As published on chronicle.gi, Friday 5 June, 2020.
Gibraltar’s opposition parties were split in their reaction to Thursday’s debate in the Spanish Congress on the tax treaty for Gibraltar and Spain.
The official Opposition, the GSD, repeated its stern criticism of the treaty, insisting it is bad for Gibraltar and dismissing the Spanish Government’s conciliatory language on transparency as “a smokescreen” for its true position.
Conversely, Together Gibraltar welcomed the Spanish Government’s “conciliatory and constructive” tone and said that while the treaty was “imperfect”, it represented a step in the right direction toward normalised relations.
Both parties were reacting to a debate in the Spanish Congress that exposed clear divisions on how Spain’s main political parties view future relations with Gibraltar.
Whereas the parties on the right, the Partido Popular and Vox, described Gibraltar as “a parasite” on the Spanish economy, the Spanish Government and the Socialist group spoke of cooperation, transparency and “an outstretched hand” as Brexit looms, and even while maintaining their criticism of Gibraltar’s finance centre.
Spain’s Foreign Minister Arancha Gonzalez Laya said her government had not renounced its sovereignty aspirations over the Rock and that the treaty would enable it to regain “tax sovereignty.”
The GSD said the arguments deployed by the Spanish minister illustrated why this was a bad deal for Gibraltar.
The GSD said the agreement was “intrusive and harmful” because it affected Gibraltarians detrimentally “even when they don’t actually live in Spain.”
According to the Opposition, the agreement is not fair unlike other international double taxation treaties and will make Gibraltar less attractive to investors.
It said the treaty has “serious legal effects” on people and companies and creates new tax rules and burdens that are not present in a conventional double tax treaty. Substance, it added, is more important than any “perceived recognition” of Gibraltar by Spain.
“Right wing parties in Spain concentrate on the alleged recognition of Gibraltar as a reason, in itself, for rejection of this Treaty,” said Keith Azopardi, the Leader of the GSD and Leader of the Opposition.
“This completely misses the point which the Spanish Government itself is pursuing.”
“The arguments used by the Spanish Government demonstrate that Spain views it as a tool to beat Gibraltar, to ensure that investment is discouraged and that people who use Gibraltar are treated as if they were in Spain for tax purposes.”
“They continue to use the language of corruption, crime and fraud and portraying Gibraltar in a bad light as if, by implication, we tolerate fraud and crime.”
“The conciliatory language on transparency is a smokescreen. Spain continues to use language that makes it clear that it does not accept Gibraltar as a modern finance centre. Despite regulatory compliance for decades by Gibraltar they are still using the same language.”

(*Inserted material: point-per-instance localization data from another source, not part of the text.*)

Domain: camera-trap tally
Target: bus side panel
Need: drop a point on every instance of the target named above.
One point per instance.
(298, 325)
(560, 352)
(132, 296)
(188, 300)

“Spain needs to treat Gibraltar with respect and accept and recognise our rights. Only then will it be possible to contemplate a new era.”
Mr Azopardi said the GSD would set out its concerns about the treaty later this month when debating a motion in the Gibraltar Parliament.
“One thing is for sure though that we will present that debate in a robust, forceful but proper and respectful way,” he added.
“We have many differences with the Government. We think this is a bad Treaty and a mistake. We will explain why.”
“But we are not going to see in our Parliament a debate of the wild and shrill tone that we have just seen in the Spanish Parliament."
Marlene Hassan Nahon, the Leader of Together Gibraltar, was less critical of both the treaty and the Spanish Government’s intervention in Congress on Thursday morning, although she nonetheless voiced some reservations about the treaty.
“We must acknowledge that we are living in a global climate in which transparent, amicable and collaborative fiscal and economic practices are more important than ever,” she told the Chronicle.
“In this light, normalising our relationship with Spain via a tax treaty, thus strongly eroding Spain’s claims against Gibraltar's economy, is a positive step.”
“We understand that some concessions must be made so that progress can be made on this front, but the positions expressed by the Spanish right wing, harshly criticising the treaty as damaging to Spain's interests, indicate that Spain is also making significant concessions in the recognition of our sovereignty and financial fair play.”
“It must also be noted that, with the looming threat of Brexit on the horizon, it is comforting to hear the Spanish foreign minister's conciliatory and constructive tone, based in the pursuit of common prosperity and good relations.”
“As long as Gibraltar's sovereignty is never jeopardised, TG will always support balanced and measured steps aimed at fostering better cross-border relationships, and unlike the GSD, we understand that progress on this front requires mutual concessions.”
“This treaty, though imperfect, is a step in the right direction.”